Doch auch hier gibt es etwas zu beachten: Der Audio-Ausgang des G5 ist optisch digital. Das bedeutet wenn man einen Verstärker hat der keinen Digitaleingang mit Dolby Digital decoder hat kommt man trotz G5 nur mit Umwegen zum Heimtheater. Fast alle derzeit angebotenen Standalone-Verstärker sind dafür ausgerüstet, doch auf dem Markt für TV-Heimtheater-Sets mit integriertem Verstärker ist das noch keine Selbstverständlichkeit. Dies hat sich gerade bei unserem Test-Aufbau mit dem Boxenset Concept E Magnum von Teufel gezeigt. Dieses Set hat nur analoge Chinch-Eingänge wie sie idealerweise genügen wenn man eine PC-Surroundsound-Karte verwendet. Doch zusammen mit dem G5 erweist sich das als Mängel, so mussten wir den Standalone-Decoder DDTS-100 von Creative dazwischen hängen um das Boxenset mit dem Digital-Ausgang des G5 nutzen zu können.

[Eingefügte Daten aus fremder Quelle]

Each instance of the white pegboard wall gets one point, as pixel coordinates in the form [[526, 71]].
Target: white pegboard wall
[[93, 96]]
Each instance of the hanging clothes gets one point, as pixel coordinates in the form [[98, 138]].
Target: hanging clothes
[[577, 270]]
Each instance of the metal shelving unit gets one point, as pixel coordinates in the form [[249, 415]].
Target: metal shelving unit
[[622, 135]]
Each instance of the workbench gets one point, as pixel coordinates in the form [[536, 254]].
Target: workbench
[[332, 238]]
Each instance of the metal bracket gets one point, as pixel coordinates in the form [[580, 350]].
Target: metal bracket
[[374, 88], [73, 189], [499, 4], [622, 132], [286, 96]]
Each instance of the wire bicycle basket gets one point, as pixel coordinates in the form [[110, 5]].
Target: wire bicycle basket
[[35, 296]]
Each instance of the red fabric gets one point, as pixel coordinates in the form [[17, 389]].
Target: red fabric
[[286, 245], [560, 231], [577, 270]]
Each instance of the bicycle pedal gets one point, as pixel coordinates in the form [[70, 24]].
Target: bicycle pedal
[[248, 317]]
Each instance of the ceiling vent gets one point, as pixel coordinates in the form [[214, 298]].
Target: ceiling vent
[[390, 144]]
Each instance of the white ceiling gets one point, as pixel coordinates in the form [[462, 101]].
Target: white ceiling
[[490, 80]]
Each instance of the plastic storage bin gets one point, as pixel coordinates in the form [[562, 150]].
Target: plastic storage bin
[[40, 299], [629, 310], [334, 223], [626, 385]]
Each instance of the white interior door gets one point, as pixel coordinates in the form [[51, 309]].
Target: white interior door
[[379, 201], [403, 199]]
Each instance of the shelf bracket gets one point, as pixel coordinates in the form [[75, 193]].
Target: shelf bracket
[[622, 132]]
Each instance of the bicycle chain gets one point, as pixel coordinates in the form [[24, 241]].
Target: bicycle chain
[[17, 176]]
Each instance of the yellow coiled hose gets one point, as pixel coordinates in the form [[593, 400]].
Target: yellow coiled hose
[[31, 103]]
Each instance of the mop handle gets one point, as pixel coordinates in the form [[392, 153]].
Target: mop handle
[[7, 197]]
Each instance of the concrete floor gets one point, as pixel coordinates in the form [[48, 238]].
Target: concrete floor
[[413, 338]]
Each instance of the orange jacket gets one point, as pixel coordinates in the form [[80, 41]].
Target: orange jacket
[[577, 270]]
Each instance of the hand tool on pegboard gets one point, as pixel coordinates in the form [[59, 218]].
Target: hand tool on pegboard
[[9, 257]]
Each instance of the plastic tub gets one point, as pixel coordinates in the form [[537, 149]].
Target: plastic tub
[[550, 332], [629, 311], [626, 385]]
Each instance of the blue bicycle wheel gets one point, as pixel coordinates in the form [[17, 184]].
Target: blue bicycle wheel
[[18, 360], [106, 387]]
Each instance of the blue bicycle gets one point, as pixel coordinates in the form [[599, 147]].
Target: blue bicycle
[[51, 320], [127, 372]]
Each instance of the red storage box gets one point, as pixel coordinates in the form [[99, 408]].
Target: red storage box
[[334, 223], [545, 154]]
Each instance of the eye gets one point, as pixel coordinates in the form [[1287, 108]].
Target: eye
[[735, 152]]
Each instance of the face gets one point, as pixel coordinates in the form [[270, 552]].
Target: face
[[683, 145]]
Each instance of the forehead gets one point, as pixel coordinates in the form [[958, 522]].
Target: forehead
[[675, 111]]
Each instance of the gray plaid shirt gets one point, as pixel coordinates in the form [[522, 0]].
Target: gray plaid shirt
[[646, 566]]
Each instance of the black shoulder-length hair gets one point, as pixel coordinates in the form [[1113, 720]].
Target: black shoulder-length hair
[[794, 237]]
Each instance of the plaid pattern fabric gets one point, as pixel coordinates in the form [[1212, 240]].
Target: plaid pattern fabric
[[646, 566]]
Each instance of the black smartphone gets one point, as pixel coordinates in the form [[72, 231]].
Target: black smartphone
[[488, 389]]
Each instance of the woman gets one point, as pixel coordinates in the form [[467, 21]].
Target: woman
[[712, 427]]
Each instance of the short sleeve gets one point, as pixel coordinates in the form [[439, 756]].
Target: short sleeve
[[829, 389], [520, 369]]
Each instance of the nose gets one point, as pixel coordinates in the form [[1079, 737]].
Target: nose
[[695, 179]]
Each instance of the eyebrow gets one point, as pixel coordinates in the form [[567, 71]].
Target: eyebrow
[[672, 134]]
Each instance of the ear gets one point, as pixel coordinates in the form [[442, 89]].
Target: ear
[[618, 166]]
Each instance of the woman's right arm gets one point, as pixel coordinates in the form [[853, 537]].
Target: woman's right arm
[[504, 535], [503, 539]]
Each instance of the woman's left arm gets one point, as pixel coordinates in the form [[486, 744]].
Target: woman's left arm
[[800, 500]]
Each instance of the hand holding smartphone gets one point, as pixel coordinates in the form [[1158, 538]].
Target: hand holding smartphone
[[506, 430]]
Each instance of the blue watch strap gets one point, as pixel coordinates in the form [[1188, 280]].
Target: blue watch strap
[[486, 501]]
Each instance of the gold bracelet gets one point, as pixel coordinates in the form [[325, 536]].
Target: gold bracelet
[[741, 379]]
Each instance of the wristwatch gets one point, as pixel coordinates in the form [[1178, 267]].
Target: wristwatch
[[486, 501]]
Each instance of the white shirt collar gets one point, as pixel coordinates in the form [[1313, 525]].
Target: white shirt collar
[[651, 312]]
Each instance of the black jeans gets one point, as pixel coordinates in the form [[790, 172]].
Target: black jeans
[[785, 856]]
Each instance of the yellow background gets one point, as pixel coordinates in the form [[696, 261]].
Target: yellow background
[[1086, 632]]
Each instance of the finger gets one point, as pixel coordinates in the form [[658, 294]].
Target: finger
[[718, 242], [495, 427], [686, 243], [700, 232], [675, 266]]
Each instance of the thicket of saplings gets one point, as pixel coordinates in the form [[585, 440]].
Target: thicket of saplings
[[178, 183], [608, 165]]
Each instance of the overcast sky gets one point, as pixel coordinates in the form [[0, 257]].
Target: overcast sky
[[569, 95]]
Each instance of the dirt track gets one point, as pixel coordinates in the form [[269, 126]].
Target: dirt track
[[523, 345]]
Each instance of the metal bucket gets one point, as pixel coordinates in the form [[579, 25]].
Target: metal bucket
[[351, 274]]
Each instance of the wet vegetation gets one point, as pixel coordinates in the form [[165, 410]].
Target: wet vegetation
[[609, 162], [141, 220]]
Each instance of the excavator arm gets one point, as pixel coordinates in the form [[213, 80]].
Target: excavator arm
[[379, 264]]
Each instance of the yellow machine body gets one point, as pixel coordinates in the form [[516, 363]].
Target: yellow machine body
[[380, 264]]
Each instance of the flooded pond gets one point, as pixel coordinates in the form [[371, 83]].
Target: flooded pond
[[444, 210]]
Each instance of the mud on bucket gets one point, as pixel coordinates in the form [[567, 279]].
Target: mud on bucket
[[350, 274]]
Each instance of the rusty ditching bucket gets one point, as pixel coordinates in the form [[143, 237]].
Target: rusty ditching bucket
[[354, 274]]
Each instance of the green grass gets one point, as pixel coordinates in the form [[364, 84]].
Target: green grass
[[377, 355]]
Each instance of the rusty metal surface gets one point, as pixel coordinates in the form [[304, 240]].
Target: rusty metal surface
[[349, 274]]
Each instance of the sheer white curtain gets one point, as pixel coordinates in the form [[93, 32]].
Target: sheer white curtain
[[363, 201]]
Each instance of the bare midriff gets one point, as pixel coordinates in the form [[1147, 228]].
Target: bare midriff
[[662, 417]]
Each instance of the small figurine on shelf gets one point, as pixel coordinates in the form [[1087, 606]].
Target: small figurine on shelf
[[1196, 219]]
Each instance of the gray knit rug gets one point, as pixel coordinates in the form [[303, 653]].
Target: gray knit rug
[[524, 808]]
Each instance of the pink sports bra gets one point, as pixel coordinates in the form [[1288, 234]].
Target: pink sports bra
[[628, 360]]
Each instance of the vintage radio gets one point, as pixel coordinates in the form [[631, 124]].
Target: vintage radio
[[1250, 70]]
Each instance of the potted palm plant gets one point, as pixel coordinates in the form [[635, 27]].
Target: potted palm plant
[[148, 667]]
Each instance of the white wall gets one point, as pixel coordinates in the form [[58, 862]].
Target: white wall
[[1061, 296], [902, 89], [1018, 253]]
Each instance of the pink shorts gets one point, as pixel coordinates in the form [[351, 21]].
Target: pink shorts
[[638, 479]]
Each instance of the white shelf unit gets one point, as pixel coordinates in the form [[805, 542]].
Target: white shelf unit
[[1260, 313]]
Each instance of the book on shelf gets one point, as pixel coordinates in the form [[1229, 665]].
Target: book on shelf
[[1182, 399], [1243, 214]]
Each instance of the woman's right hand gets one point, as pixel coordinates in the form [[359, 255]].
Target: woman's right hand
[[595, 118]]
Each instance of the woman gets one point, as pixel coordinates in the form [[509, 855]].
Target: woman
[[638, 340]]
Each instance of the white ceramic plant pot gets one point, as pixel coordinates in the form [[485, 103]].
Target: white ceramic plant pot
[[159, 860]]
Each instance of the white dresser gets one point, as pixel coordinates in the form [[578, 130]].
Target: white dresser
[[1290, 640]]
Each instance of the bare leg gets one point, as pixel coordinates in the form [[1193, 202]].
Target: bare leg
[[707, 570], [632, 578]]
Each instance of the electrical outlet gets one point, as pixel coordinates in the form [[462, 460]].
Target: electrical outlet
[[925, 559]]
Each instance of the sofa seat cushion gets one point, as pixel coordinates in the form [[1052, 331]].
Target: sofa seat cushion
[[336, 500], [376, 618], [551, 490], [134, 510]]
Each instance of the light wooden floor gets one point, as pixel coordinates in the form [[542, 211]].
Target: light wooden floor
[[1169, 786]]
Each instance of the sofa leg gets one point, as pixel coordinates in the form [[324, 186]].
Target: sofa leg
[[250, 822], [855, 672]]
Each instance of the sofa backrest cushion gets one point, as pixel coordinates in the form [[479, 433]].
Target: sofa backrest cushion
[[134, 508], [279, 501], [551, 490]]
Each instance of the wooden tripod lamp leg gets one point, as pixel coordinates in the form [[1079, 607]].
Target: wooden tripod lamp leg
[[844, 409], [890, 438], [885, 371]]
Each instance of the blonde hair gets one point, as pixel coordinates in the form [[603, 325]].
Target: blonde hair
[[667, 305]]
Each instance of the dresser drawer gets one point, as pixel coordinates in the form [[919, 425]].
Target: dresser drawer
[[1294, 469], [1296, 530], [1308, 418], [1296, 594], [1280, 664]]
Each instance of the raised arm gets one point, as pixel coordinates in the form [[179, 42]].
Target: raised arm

Eine andere Lösung wäre auf den digitalen Ausgang zu verzichten und stattdessen via USB oder PCI-Karte die Audio-Daten auszugeben. Besser gerüstet ist man da mit einem Boxenset wie dem Logitech Z-680 dessen integrierter Verstärker einen digitalen Eingang und die nötigen Decoder beinhaltet.
Creative DDTS-100 (Foto)
Das DDTS-100 ist ein Standalone Dolby Digital, DTS Decoder mit fast allen nur denkbaren Anschlüssen ausser USB. Er wird per mitgeliefertem Transformator mit Strom versorgt und per Digital oder Chinchstecker an ein Wiedergabegerät angeschlossen. Der DDTS reagiert sobald ein digitales Signal hereinkommt und erkennt ob es sich um Dolby Digital, DTS oder ein anderes Signal handelt. Es ist keine Software-Installation nötig da alle Einstellungen am Gerät selbst oder per Fernbedienung vorgenommen werden können. Einsatz findet es überall da wo kein decoder vorhanden ist und/oder wenn nur eines der Geräte über digitale Ein- bzw. Ausgänge verfügt, also zum Beispiel wenn ein G5 mit einem Verstärker zusammenarbeiten soll der nur analoge Inputs besitzt und folglich auch keinen Decoder.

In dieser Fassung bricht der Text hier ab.